Statement Regarding Altering Compensation
Marsh is prohibited by law in most states from altering the amount of compensation received from the insurer based in whole or in part on the sale of an insurance.*
Puerto Rico’s Insurance Code states the following on the matter:
"26 L.P.R.A. Sec. § 2710. Rebates and Incentives"
(1) No person shall provide as an incentive to buy insurance, or after having underwritten an insurance, or in connection with any insurance transaction in any policy, or shall offer, sell, buy, or offer or promise to buy, sell, give, promise, or allow, to the present or prospective insured nor to any other person, in his behalf, in any manner whatsoever:
(a) Any rebate, discount, abatement, credit or reduction of the premium stipulated in a policy.
(b) Any special favor or advantage in the dividends or other benefits to accrue in a policy.
(c) Any other valuable consideration including money, prizes, goods, wares, merchandise, shares or any other securities issued or to be issued, or any interest therein or rights thereto.
(d) Any incentive such as employment, advisory contract or agreement or similar which offers or promises special profits or returns.
(e) Commissions or compensations on a policy in excess of the maximum commission fixed by the approved rating classification filed for the class, or subdivision, of the corresponding type of insurance, or in excess of the maximum commission fixed by the Commissioner for such type of subdivision, except as provided for in § 949k of this title.
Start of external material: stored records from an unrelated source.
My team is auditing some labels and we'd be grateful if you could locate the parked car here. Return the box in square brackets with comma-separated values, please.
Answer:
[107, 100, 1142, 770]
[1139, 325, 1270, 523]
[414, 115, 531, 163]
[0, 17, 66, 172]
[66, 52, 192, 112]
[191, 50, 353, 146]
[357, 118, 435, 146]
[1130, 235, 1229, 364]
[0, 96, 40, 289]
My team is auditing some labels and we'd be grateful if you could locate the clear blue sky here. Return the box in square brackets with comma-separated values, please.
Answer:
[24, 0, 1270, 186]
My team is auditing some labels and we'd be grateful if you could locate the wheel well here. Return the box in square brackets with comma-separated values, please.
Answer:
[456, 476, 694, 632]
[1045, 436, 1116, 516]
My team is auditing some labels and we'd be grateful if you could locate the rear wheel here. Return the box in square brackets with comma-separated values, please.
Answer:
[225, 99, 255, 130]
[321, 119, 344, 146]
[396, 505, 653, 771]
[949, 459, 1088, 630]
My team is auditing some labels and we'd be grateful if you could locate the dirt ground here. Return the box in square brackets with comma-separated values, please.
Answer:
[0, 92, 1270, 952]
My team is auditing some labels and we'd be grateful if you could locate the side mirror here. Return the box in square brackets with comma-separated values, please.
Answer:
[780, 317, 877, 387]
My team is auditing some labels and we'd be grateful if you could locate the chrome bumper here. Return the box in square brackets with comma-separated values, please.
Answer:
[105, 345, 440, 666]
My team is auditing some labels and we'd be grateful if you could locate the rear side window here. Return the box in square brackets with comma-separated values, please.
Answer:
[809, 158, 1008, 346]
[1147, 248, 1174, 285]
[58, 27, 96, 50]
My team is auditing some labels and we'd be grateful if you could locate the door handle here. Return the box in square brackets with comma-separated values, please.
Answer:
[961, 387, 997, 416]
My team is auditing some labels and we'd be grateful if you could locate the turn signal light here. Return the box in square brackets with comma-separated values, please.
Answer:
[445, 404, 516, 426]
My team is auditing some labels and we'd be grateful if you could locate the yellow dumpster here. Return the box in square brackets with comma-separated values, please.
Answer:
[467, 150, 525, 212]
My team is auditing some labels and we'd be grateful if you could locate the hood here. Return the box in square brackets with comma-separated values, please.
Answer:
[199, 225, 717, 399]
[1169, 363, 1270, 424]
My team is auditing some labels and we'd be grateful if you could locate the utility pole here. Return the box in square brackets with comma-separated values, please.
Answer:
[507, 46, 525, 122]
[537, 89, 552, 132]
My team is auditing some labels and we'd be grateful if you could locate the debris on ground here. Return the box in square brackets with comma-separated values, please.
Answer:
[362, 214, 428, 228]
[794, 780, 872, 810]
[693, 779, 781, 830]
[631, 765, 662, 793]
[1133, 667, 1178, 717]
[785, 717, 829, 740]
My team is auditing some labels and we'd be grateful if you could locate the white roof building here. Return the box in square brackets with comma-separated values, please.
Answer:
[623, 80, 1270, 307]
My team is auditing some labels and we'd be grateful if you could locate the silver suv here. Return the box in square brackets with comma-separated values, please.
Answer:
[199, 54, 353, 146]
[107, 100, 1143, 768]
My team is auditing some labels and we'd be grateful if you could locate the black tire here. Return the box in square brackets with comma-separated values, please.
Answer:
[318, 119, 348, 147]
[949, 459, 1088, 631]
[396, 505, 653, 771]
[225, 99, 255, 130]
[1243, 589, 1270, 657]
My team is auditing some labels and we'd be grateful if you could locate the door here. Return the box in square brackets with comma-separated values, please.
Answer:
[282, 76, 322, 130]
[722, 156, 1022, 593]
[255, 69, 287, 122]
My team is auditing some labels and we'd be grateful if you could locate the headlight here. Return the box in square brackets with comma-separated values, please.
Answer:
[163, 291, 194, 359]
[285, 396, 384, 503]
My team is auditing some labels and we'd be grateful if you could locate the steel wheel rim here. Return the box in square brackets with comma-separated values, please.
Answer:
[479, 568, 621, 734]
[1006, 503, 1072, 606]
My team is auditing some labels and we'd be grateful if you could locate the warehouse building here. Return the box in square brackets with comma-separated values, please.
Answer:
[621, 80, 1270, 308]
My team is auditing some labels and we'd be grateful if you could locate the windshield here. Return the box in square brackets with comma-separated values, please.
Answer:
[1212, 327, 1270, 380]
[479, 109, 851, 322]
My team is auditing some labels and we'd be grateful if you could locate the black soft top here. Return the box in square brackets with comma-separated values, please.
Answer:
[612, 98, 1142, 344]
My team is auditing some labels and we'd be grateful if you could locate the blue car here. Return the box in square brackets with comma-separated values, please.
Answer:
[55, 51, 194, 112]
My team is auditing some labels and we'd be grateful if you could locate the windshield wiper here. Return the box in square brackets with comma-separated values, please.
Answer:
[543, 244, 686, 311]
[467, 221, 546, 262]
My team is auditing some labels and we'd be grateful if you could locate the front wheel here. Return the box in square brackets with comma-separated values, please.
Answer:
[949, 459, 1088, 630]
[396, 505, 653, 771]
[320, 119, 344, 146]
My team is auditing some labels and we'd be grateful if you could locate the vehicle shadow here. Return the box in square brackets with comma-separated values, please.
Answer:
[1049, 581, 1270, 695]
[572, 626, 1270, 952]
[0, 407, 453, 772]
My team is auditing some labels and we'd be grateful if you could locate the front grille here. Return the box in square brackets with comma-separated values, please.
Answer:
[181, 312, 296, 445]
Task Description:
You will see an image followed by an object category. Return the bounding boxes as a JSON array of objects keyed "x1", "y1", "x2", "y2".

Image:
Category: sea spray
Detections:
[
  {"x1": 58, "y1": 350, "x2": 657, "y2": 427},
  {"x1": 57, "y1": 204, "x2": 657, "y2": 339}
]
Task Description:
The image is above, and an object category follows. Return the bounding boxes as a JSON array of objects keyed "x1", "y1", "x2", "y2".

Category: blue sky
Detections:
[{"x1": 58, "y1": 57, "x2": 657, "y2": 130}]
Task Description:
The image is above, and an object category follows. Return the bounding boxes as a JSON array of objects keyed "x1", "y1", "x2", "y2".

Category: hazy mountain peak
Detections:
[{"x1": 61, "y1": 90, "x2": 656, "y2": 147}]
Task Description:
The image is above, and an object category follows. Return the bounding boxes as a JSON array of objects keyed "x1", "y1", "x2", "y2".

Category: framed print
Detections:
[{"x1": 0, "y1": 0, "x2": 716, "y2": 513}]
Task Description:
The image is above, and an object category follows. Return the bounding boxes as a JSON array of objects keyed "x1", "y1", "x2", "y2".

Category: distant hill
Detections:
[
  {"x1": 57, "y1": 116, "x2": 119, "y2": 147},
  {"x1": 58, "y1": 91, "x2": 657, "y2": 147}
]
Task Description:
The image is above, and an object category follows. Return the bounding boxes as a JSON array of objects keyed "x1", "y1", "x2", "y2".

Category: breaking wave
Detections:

(2) No insured named in a policy, nor any employee or representative thereof, shall receive or accept, directly or indirectly, any such rebate, discount, abatement or reduction of premium, or special favor or advantage or valuable consideration or incentive.
(3) Any person who participates in an unlawful rebate or incentive shall be punished by an administrative fine which shall not exceed ten thousand dollars ($ 10,000) for each violation. In addition, he/she shall pay restitution for the total amount of the rebate, commission or profit and shall revoke, from the beginning, any prerogative, favor, advantage, profit, lucrative employment, position or any other valuable consideration involved, whether for the benefactor or the beneficiary.
(4) None of the provisions in this section shall apply to life or disability insurance. Except as expressly provided by law, no insurer, employee, representative, general agent, producer, authorized representative or solicitor shall permit or offer to make, nor shall make any life insurance, life annuity, or disability insurance contract or agreement as to such contract other than as is clearly expressed in the contract issued thereon, nor pay, nor allow or give nor offer to pay, allow or give, directly or indirectly, as incentive to such insurance, or annuity, any rebate of premiums payable on the contract, nor any special favor or advantage in the dividends or other benefits thereon, nor any other valuable consideration or incentive whatsoever not stipulated in the contract."
*This disclosure is mandated by New York State Insurance Department Regulation No. 194 (11 NYCRR 30) §30.3(5). We interpret this provision to refer to the various anti-rebating insurance laws throughout the country, such as New York Insurance Law §2324 which prohibits insurance companies, agents and brokers from sharing or rebating commissions as an inducement to making an insurance contract. Marsh makes the above statement based on that interpretation.